Moss on trees doesn’t mean anything to you
One of the oldest proverbs in survival history is that moss always grows on the north side of trees and that its orientation can be used as a navigation aid. The truth is, moss doesn’t care about compass directions. Moss growth on a log, rock, or even an old log house depends on two things: moisture and shade. If you regularly find moss in one direction on trees where all sides have similar conditions, it is likely because that area is out of the sun most of the time around noon. In the northern hemisphere, the north side of the trees tends to be more shady, but moss can grow wherever conditions are favorable.
If the base of a tree has a creek on one side and dry soil on the other, moss is more likely to thrive on the creek side. If there is a sodden overhanging branch that drips to the trunk, moss is more likely to grow there. Definitely pay attention to where moss grows more often when hiking in the forest. It will help you get a better understanding of this landscape. But don’t count on it as a reliable navigation tool. The sun and stars – or better yet, your compass – are much more reliable.

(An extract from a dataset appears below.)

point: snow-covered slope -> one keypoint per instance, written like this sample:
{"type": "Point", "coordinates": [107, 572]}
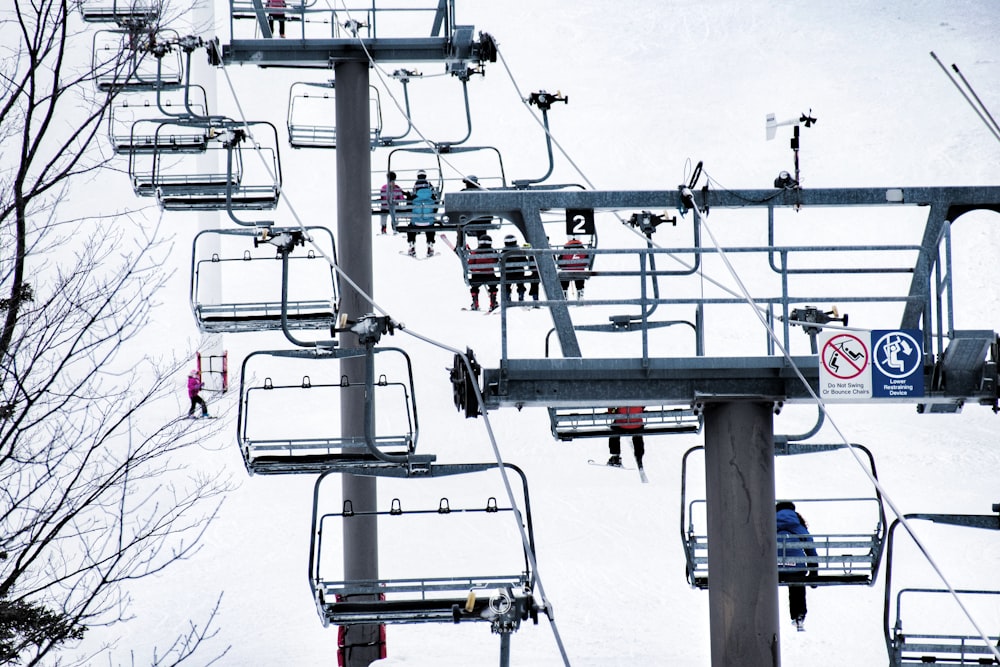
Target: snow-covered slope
{"type": "Point", "coordinates": [653, 87]}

The deadliest outdoor animal is not what you think it is
Here is some data to keep your boots shaking: Mosquitoes kill nearly three quarters of a million people worldwide each year, compared to an average of five fatal attacks by grizzly bears each year. They are by far the most dangerous creature in the world. The majority of the deaths they cause are directly related to various forms of the tropical disease malaria. The best protection against mosquitos is to cover all of your exposed skin with layers of clothing that will prevent mosquitoes from biting.
A thin nylon rain jacket, for example, offers much better protection than a light cotton hoodie, which a mosquito can easily poke holes in with its long, piercing stilettos. If you know you will be spending time in a place where the mosquitos are thick, bring light, loose fitting gloves and a mesh head net that covers your head, face, and neck. In really dire situations, a mesh mosquito jacket and pants can be a lifesaver. You should also use some form of mosquito repellent.

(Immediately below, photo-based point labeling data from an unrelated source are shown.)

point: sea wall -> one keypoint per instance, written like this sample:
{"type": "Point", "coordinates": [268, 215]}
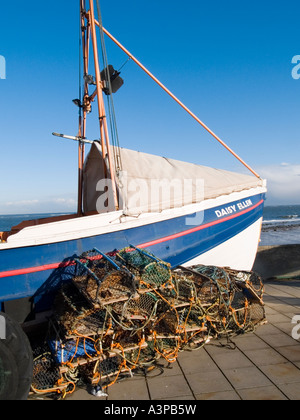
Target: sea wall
{"type": "Point", "coordinates": [278, 261]}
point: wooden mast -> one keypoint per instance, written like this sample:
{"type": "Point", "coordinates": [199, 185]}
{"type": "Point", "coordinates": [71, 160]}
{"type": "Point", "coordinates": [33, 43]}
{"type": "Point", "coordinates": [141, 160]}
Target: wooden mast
{"type": "Point", "coordinates": [89, 35]}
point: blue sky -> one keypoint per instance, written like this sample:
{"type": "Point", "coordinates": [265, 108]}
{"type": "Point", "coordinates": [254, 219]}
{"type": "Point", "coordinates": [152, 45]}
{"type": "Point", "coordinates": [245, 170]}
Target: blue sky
{"type": "Point", "coordinates": [229, 62]}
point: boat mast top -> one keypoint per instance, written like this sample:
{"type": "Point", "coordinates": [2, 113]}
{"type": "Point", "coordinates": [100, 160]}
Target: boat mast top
{"type": "Point", "coordinates": [100, 83]}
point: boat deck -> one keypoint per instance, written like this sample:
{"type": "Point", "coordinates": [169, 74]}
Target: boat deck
{"type": "Point", "coordinates": [265, 365]}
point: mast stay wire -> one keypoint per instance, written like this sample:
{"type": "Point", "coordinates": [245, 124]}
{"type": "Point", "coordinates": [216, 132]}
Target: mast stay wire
{"type": "Point", "coordinates": [111, 108]}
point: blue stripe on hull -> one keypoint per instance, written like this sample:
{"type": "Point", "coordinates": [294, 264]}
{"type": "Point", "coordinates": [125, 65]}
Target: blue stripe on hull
{"type": "Point", "coordinates": [177, 251]}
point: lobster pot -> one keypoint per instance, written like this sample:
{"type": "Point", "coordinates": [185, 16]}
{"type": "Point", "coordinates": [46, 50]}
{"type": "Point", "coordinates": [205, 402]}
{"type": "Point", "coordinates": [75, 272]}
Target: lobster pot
{"type": "Point", "coordinates": [148, 269]}
{"type": "Point", "coordinates": [101, 280]}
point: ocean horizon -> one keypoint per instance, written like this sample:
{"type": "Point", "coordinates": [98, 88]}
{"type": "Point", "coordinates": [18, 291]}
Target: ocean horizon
{"type": "Point", "coordinates": [281, 224]}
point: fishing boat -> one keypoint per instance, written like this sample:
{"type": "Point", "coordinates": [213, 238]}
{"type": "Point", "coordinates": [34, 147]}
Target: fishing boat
{"type": "Point", "coordinates": [185, 213]}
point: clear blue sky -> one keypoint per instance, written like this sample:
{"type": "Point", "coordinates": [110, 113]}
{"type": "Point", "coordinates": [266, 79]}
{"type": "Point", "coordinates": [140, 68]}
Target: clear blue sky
{"type": "Point", "coordinates": [229, 62]}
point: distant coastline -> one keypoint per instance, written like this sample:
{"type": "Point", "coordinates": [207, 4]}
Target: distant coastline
{"type": "Point", "coordinates": [281, 224]}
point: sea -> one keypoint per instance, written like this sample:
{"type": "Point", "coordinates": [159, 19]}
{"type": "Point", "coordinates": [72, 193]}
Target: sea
{"type": "Point", "coordinates": [281, 224]}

If you don’t know exactly what it is, don’t eat it
The good news is that when you venture out in the wild, you are almost certain to come across a ton of excellent foods in the form of nuts, fruits, roots, mushrooms, or leafy greens. But there is a catch: you need to be able to recognize these as foods when you see them. You won’t have the time to learn this in an emergency. So study plants beforehand and follow four basic foraging rules to be sure: Never guess. If you don’t know, don’t eat it.

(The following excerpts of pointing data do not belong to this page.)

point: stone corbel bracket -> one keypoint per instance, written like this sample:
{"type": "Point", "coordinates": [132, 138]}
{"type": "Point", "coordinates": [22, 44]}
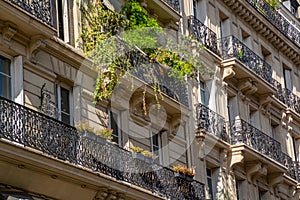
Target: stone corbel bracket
{"type": "Point", "coordinates": [9, 30]}
{"type": "Point", "coordinates": [256, 169]}
{"type": "Point", "coordinates": [265, 103]}
{"type": "Point", "coordinates": [247, 86]}
{"type": "Point", "coordinates": [36, 42]}
{"type": "Point", "coordinates": [228, 73]}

There are no shortcuts – you either tell which plant it is or you don’t eat it. Plant poisoning is rarely the result of false identity: most occurs when people eat random plants without trying to identify them. Once you’ve identified a particular food, don’t overeat it. You might be tempted when lost, scared, and hungry but be rational. Wild onions are edible, but if you eat a pound of raw onions you will get sick. You should be more careful about overeating sour fruits than sweet ones. Let your gut tell you when to stop. Just because it’s the right plant or mushroom doesn’t make it food. You also need the right part. Apple pies are not made from apple twigs and seeds. Hard leaves or stems, rotten mushrooms, or unripe fruit will not make a living.
Adapted from “The MeatEater Guide to Wilderness Skills and Survival” (Random House), published December 1, 2020.